Post-World War II there was a surge in refugees, a large population fled from war-hit nations and sought refuge in countries where they can live a peaceful life free from persecution.’ Article 14’ of the ‘Universal Declaration of Human Rights states that –“Everyone has the right to seek and enjoy other countries’ asylum from persecution”.[7]

At present, an immigrant and an asylum seeker differ from one another. An immigrant is a person who has left their country of origin voluntarily and wishes to make the country where they are arriving a place of residence, whereas a person who is an asylum seeker leaves their country of origin and seeks refuge in another nation as they fear persecution in their country of origin.

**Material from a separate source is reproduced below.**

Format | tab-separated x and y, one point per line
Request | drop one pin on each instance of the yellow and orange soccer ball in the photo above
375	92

If a person had sought refuge in a country and the country has sufficient reasons to believe that they might be persecuted if sent back to the country of origin then asylum is granted. However, once asylum is granted the person cannot be deported back to their original nation as the countries of the world are bound by the principle of ‘non-refoulment’ which prohibits deportation of a persecuted person to their country of origin in cases of refugees.

Thus, every nation is independent in following the rules of entry and exit from their nations depending upon the security of their nation, trade requirements, and the relationship they seek to maintain and preserve with various states of the world at large.


Humanitarian Law comprises principles that are essential for the preservation of humankind. Humanitarian grounds form the firm base for all the legislations that are socio-political in nature. While dealing with matters relating to immigration each state formulates its policies and drafts its legislation keeping in mind the Humanitarian principles accepted internationally.

Humanitarian and immigration laws go hand in hand with each other. Both laws cannot be kept in isolated compartments they are interdependent. Immigration is a natural phenomenon; people move from one state to another for various reasons however the treatment with which they are met as immigrants should always be humanitarian. Immigration laws are formulated in such a manner where the fundamental rights of the citizens of the state, as well as the immigrants, are harmoniously preserved and protected.

Author(s) Name: Vidushi Mathur (Dr. DY Patil College of Law, Nerul)


[1]Montevideo Convention, art.1, (1933).

[2] MALCOLM SHAW, INTERNATIONAL LAW 1170, (6th ed.,2008).

[3]UNITED NATIONS, (last visited Jan. 6, 2023).

[4]INTERNATIONAL COMMITTEE OF RED CROSS, (last visited Jan. 6, 2023).

[5]CORNELL LAW SCHOOL, (last visited Jan. 6, 2023).

[6]BRITANICCA, (last visited Jan. 6, 2023).

[7]UNITED NATIONS, (last visited January 6, 2023).